Understanding generics on method compared to raw type

Question

The build method below creates an instance of TypedMemberDTO.

TypedMemberDTO can contain a typed List

The Member.getDetails returns an Object type, which I know will only be one of 2 types at runtime. These types have nothing in common apart from extending Object.

What I want to do is create a build method that uses generics to set the details in the TypedMemberDTO.

The code compiles fine, and runs fine, although I'm a bit confused as to what the <U> typing actually provides me.

In reality, if I used raw types here instead of <U>, would I have achieved the same compile time benefits?

Is there a better way to write the build method?

public class TypedMemberDTO<T> extends MemberDTO {
    private List<T> details;

    public List<T> getDetails() {
        return details;
    }

    public void setDetails(List<T> details) {
        this.details = details;
    }
}


public <U> TypedMemberDTO<?> build(Member member, String attributeName) {
    TypedMemberDTO<U> typedMemberDTO = new TypedMemberDTO<U>();
    List<U> dtos = (List<U>) member.getDetails(attributeName);
    typedMemberDTO.setDetails(dtos);
    return typedMemberDTO;
}

Answer 1

Generics don't exist at runtime. They are only used at compile time to allow your code to avoid as many ClassCastExceptions at runtime as possible by avoiding coerced casts. But at runtime, the type of objects belonging to generic classes is simply the raw type.
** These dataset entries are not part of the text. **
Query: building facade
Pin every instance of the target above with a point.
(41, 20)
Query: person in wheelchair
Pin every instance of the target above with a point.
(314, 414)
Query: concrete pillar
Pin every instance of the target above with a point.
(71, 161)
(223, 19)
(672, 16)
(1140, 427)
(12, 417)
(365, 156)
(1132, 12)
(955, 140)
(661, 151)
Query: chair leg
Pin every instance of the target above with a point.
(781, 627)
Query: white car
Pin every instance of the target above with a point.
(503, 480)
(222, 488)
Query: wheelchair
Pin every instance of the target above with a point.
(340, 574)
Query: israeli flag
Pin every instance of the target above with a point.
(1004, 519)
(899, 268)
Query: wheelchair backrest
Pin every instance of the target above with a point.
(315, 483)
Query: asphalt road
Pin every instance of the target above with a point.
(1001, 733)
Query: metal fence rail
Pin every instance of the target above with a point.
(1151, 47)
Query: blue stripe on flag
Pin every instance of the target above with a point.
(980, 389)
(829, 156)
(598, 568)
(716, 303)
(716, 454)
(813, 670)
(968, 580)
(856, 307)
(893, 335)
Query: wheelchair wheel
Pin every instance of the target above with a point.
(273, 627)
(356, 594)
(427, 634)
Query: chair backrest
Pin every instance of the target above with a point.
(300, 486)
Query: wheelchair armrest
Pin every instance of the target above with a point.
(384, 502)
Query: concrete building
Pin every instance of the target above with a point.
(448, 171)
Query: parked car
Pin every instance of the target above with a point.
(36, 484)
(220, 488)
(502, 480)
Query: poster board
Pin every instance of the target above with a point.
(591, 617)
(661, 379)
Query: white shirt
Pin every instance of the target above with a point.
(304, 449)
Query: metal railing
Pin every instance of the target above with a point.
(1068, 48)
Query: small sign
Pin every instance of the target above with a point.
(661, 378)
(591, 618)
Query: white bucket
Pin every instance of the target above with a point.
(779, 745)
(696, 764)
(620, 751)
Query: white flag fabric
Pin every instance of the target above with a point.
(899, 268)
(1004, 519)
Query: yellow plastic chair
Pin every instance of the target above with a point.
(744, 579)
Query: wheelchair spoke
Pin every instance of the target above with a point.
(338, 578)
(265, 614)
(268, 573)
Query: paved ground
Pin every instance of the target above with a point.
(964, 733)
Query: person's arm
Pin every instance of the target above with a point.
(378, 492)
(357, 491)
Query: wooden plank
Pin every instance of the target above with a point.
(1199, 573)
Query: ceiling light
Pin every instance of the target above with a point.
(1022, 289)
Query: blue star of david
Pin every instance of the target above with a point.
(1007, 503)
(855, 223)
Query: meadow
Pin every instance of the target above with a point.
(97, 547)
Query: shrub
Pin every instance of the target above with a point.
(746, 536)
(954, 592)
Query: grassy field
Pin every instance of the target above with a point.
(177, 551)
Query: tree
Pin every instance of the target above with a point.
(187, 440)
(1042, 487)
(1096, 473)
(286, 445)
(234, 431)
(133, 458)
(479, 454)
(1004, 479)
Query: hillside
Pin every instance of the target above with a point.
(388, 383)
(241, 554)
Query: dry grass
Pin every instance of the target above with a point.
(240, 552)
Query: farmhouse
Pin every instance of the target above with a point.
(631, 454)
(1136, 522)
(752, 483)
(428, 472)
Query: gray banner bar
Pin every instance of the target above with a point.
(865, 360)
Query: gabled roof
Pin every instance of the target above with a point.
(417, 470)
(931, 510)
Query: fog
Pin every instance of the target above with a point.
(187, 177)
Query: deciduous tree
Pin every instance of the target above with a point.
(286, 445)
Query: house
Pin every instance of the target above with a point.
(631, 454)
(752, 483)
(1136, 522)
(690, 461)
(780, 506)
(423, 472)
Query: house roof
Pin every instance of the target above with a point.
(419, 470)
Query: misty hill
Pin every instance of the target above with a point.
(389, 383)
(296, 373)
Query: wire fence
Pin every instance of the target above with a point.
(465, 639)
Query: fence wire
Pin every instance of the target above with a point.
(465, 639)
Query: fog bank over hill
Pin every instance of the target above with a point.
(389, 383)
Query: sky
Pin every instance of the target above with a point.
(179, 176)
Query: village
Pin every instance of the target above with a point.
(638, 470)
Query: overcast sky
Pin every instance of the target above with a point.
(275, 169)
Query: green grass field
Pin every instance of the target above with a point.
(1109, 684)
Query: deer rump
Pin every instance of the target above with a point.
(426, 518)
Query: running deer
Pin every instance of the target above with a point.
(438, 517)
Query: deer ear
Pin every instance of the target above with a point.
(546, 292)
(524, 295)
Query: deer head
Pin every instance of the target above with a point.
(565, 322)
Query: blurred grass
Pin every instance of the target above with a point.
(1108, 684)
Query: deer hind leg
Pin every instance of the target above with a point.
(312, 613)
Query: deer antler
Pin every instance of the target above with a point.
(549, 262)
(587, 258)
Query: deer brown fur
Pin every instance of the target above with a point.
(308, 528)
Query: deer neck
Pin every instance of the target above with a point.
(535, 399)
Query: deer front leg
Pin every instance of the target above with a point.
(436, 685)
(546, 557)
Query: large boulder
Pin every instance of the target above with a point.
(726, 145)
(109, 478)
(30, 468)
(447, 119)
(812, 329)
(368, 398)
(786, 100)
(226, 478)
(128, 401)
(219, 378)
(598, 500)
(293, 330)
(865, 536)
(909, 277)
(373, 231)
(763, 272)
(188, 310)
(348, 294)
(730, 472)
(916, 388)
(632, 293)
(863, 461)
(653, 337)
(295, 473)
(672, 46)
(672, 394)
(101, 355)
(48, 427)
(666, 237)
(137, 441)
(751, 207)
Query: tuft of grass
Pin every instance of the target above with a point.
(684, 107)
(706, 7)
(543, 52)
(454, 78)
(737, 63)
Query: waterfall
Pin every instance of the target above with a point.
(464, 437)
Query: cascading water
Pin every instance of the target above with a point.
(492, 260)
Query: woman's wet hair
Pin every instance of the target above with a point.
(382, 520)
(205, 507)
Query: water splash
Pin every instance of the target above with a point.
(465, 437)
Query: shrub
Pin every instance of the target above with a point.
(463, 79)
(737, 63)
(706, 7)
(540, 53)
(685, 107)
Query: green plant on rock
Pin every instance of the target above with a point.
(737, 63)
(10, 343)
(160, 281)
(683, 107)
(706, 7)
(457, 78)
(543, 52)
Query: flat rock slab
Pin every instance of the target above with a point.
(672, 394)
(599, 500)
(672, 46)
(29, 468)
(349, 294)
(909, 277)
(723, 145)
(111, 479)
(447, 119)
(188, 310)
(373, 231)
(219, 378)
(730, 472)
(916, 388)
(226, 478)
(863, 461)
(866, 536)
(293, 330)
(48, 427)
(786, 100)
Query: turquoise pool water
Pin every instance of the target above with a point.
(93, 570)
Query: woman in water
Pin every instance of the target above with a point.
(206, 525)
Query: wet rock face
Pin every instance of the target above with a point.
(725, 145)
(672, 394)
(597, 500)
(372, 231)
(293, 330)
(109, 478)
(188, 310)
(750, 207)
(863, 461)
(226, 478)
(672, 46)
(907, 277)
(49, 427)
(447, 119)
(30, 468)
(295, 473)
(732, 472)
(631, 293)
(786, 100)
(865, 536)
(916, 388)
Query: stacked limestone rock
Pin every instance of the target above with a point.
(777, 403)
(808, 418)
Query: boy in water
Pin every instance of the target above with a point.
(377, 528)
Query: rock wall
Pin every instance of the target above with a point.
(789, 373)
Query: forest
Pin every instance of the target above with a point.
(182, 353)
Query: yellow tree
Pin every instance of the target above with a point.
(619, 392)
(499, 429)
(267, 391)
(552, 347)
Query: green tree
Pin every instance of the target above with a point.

This means that if your Member class is not generic, as the compiler cannot tell what kind of List it has returned, there is no difference between using this and using raw types.

Generic methods are there to impose particular constraints on the relationship between parameter types and return type or between the type of one parameter and another. In this case, you do not have any mention of the generic type U in the parameter list. So in essence, it checks nothing.